What should states and the federal government do to reduce child maltreatment deaths?

 

The importance of consistent, accurate, transparent measurements of child maltreatment deaths cannot be emphasized too strongly. However, at the practice level what is essential is earlier interventions with several groups of vulnerable children and families, both prior to CPS reports and following screened-in reports. Concretely, this means that both state legislatures and the federal government must rebuild public health agencies that were greatly weakened in many states by budget cuts during the recent recession, and that these public health agencies be staffed and funded to offer services to the following groups of families prior to and immediately following CPS reports:

 

  • Any pregnant woman or mother of an infant receiving publicly funded substance abuse treatment or mental health services should be offered a range of voluntary family support services.

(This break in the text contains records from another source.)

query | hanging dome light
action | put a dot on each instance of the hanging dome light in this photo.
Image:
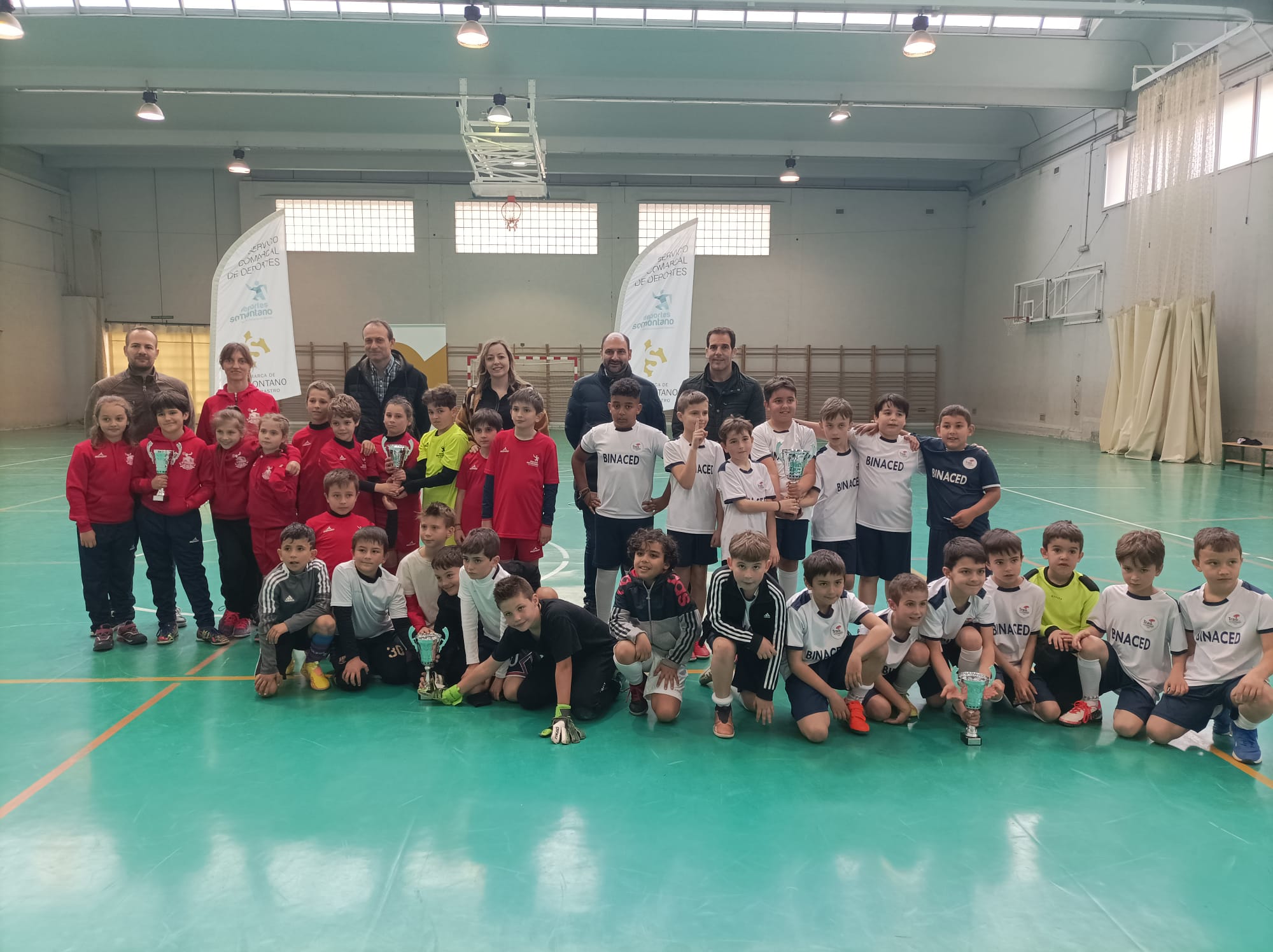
(150, 109)
(500, 114)
(473, 35)
(920, 43)
(10, 26)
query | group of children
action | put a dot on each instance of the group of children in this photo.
(444, 536)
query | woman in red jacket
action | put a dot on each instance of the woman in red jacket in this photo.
(237, 362)
(101, 501)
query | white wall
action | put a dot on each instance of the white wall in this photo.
(1027, 379)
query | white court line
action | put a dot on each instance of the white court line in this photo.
(562, 566)
(45, 460)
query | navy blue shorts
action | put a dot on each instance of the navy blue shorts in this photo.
(610, 540)
(846, 549)
(883, 554)
(1132, 696)
(694, 548)
(805, 699)
(792, 539)
(1199, 706)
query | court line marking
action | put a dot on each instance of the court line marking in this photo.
(85, 752)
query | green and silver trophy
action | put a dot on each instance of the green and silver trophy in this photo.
(976, 684)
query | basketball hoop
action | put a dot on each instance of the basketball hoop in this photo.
(512, 213)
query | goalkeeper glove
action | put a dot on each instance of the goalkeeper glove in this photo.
(563, 730)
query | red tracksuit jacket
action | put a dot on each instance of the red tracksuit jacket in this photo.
(232, 469)
(190, 474)
(100, 484)
(272, 494)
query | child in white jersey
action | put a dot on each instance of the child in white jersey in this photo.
(1131, 638)
(1230, 626)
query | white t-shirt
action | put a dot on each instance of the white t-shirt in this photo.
(836, 514)
(734, 484)
(944, 620)
(626, 468)
(822, 636)
(375, 604)
(1227, 634)
(1144, 632)
(693, 510)
(885, 469)
(791, 450)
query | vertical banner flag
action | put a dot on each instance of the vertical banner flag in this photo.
(253, 306)
(655, 310)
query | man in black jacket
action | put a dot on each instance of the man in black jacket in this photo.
(590, 407)
(730, 391)
(381, 375)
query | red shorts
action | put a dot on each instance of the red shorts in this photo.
(265, 547)
(526, 550)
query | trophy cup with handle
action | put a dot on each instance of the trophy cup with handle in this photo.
(976, 684)
(162, 458)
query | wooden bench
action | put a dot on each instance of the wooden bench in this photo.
(1241, 460)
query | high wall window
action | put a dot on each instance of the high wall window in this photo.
(724, 230)
(543, 228)
(349, 225)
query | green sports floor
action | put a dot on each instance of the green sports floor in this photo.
(151, 801)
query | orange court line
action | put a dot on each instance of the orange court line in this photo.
(83, 753)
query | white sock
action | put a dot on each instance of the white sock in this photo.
(908, 675)
(1090, 678)
(608, 580)
(635, 674)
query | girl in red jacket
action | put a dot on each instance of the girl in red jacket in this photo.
(99, 488)
(234, 456)
(170, 528)
(272, 493)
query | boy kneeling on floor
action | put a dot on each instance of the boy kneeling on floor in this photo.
(575, 660)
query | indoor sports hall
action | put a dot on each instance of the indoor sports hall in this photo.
(1056, 216)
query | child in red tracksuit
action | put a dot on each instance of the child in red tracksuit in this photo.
(170, 529)
(234, 455)
(100, 492)
(272, 493)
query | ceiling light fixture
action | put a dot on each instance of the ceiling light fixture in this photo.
(500, 114)
(10, 26)
(473, 35)
(150, 109)
(239, 167)
(920, 43)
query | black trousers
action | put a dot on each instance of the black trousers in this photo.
(594, 685)
(388, 657)
(176, 540)
(241, 577)
(106, 573)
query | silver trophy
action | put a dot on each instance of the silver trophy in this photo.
(976, 684)
(432, 685)
(162, 459)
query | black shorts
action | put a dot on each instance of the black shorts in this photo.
(1193, 710)
(792, 539)
(694, 548)
(847, 549)
(610, 542)
(883, 554)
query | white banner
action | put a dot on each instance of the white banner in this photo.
(253, 306)
(655, 310)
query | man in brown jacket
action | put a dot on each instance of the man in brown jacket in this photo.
(139, 384)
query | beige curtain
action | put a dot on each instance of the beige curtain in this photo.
(1163, 393)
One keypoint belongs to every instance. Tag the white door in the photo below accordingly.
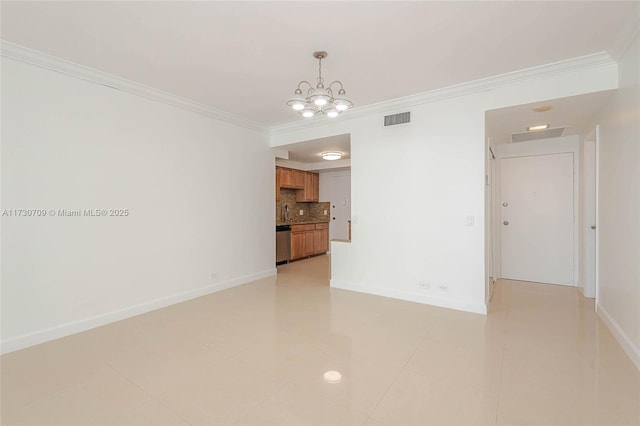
(589, 264)
(537, 214)
(340, 207)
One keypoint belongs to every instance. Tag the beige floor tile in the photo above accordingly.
(296, 405)
(255, 354)
(151, 413)
(100, 400)
(418, 399)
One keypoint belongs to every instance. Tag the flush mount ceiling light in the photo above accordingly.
(320, 99)
(331, 155)
(543, 108)
(539, 127)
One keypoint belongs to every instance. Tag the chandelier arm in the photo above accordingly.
(337, 82)
(304, 82)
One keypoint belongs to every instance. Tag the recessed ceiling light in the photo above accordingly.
(539, 127)
(331, 155)
(543, 108)
(332, 377)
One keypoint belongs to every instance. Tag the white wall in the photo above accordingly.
(200, 195)
(618, 295)
(414, 185)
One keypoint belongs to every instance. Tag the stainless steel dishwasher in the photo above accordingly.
(283, 244)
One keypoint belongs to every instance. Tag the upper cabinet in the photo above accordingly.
(310, 192)
(291, 178)
(307, 183)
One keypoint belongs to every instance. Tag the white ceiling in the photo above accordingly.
(309, 151)
(577, 112)
(246, 58)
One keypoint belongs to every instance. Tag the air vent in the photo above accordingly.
(392, 120)
(537, 134)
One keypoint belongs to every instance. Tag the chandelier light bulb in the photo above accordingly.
(332, 112)
(308, 112)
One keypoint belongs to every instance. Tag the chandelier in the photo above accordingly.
(320, 99)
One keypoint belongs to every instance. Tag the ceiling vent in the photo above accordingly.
(537, 134)
(392, 120)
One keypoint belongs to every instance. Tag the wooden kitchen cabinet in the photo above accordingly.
(309, 239)
(278, 183)
(297, 245)
(311, 190)
(298, 179)
(291, 178)
(309, 247)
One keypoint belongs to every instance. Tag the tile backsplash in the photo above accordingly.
(312, 212)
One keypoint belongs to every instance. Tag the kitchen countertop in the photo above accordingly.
(308, 222)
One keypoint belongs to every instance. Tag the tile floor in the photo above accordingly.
(255, 355)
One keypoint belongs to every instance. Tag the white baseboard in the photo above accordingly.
(627, 345)
(56, 332)
(412, 297)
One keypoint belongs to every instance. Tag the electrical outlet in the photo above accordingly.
(425, 285)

  • Any low income single parent should be eligible for publicly funded high quality child care and respite care.

  • Any family with more than one police report of domestic violence should receive crisis intervention services.

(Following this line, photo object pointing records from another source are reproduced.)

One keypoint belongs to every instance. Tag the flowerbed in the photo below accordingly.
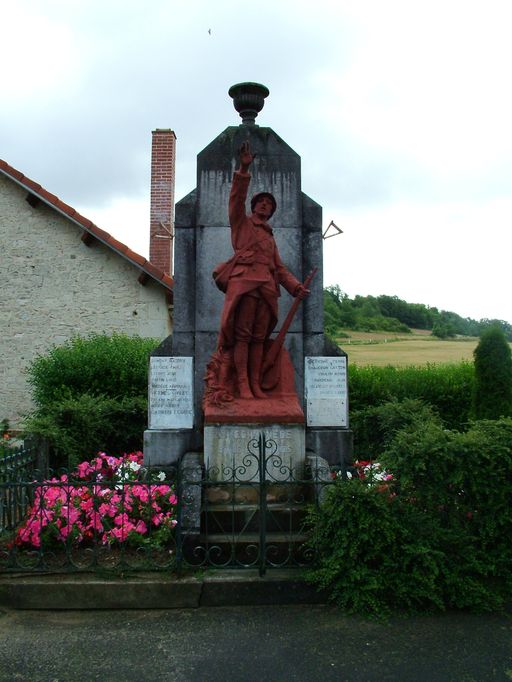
(103, 502)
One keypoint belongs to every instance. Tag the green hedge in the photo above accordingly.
(436, 537)
(91, 396)
(447, 388)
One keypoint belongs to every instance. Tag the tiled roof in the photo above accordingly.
(145, 267)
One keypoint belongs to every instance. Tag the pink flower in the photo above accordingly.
(141, 527)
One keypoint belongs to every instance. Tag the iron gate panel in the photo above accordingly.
(250, 515)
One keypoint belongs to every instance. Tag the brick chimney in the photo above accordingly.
(161, 231)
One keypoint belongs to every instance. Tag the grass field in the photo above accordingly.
(400, 350)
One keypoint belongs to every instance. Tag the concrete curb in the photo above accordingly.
(155, 591)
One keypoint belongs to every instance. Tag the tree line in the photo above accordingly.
(392, 314)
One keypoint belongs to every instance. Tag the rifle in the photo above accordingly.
(277, 343)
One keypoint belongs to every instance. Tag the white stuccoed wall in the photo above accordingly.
(53, 286)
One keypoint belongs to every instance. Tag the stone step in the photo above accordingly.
(269, 507)
(252, 538)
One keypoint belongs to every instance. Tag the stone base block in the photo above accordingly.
(334, 445)
(232, 452)
(166, 447)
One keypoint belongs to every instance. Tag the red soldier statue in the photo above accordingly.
(251, 281)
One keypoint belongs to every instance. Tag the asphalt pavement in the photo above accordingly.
(251, 644)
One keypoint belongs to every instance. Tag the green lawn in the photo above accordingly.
(399, 350)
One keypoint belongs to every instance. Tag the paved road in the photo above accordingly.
(246, 644)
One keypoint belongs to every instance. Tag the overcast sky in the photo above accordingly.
(400, 110)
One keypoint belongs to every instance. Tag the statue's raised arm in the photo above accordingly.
(251, 280)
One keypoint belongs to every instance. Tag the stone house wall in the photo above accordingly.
(53, 287)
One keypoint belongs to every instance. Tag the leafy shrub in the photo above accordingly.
(373, 551)
(492, 394)
(447, 388)
(90, 395)
(79, 427)
(114, 366)
(374, 427)
(436, 537)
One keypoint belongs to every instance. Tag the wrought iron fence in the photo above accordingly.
(249, 513)
(16, 468)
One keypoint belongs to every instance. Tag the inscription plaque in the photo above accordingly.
(326, 391)
(170, 393)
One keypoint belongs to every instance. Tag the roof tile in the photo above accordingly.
(120, 248)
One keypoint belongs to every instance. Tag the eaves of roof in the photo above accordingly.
(91, 231)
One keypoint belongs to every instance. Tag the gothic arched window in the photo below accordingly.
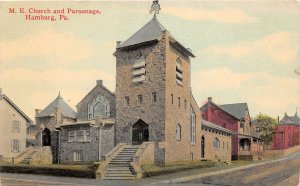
(99, 106)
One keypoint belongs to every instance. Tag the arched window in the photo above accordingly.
(99, 106)
(216, 143)
(193, 126)
(178, 132)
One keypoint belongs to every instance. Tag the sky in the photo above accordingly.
(245, 51)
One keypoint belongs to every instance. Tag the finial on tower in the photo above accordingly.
(155, 7)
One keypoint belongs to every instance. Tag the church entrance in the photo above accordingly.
(140, 132)
(46, 137)
(202, 147)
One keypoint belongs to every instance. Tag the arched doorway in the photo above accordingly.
(140, 132)
(46, 137)
(202, 147)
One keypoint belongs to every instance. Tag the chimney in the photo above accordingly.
(118, 43)
(209, 109)
(209, 99)
(37, 111)
(99, 82)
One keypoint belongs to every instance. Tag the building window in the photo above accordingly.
(127, 101)
(78, 155)
(178, 132)
(15, 145)
(216, 143)
(16, 126)
(79, 136)
(242, 124)
(99, 106)
(179, 72)
(140, 99)
(139, 70)
(71, 136)
(193, 126)
(154, 97)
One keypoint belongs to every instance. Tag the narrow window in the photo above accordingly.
(139, 70)
(71, 136)
(15, 145)
(154, 97)
(193, 126)
(80, 135)
(16, 126)
(127, 101)
(178, 132)
(179, 72)
(78, 155)
(216, 143)
(140, 99)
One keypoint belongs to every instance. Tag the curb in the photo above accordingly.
(202, 175)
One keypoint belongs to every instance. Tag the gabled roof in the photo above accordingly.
(17, 109)
(152, 31)
(236, 109)
(215, 126)
(97, 85)
(149, 32)
(65, 109)
(286, 120)
(219, 108)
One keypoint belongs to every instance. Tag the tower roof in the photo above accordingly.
(152, 31)
(65, 109)
(149, 32)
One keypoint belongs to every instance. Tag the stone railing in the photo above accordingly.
(42, 156)
(102, 167)
(144, 155)
(21, 156)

  • Both state and federal governments should make a commitment to ending child homelessness with a range of housing services and other supportive services described in a recent Sounding Board.

 

In addition, public health agencies should be funded to implement Safe Sleep initiatives and initiatives developed to help parents with the inconsolable crying of infants. Further, both state legislatures and advocacy groups should act to stop the physical punishment of infants and toddlers, 0-2. Pediatricians and child development specialists need to speak up persistently against hitting babies for any reason.

 

What CPS should do to reduce child maltreatment deaths?

 

Currently, it is difficult to imagine a more maladroit set of guidelines for reducing life endangering injuries to young children than the guidelines for intervention that have grown out of the conceptually flawed Safe vs. Unsafe dichotomy. Specifically, waiting for babies and toddlers to be assessed as ‘in danger’ before intervening, or engaging in safety plans is a formula for failure. CPS agencies need to be intervening earlier, before these young children are in danger. CPS agencies should be developing safety plans with any family assessed as at risk for child maltreatment in which parents or other caregivers have substance abuse or chronic mental health issues. CPS agencies need to invest hugely increased resources in implementation of in- home safety plans for children, 0-5.

 

Further, using risk assessment tools to target high risk families is not a thoughtful strategy for making use of limited resources. In many instances, low and moderate risk families are much more likely to benefit from available services than high risk families.

 

Finally, insisting that public systems should continually shop for programs off of lists of programs labeled as “evidenced based” or “promising” by authoritative entities or local experts is a misguided policy. What is needed is for state systems to build an infrastructure for the ongoing testing of programs, and to engage in a vigorous never ending search for evidence of effectiveness of key programs, especially programs for abusive or neglectful substance abusing families and families with recurrent interpersonal violence.

 

References

 

Austin American- Statesman, Missed Signs, Fatal Consequences: How Texas missed deadly patterns and key pieces of information that could have helped protect vulnerable children.”  January 11-13, 2015.

 

Blustain, Rachel, City Limits, Limits of Protection: Can Mayor’s Push Reduce    Child Abuse Deaths?  December 16-18, 2014.

 

Child Maltreatment 2012 and 2013, Administration for Children and Families, U.S. Department of Health and Human Services.

San Antonio Express- News, CPS does little to earn public trust, January 18, 2015.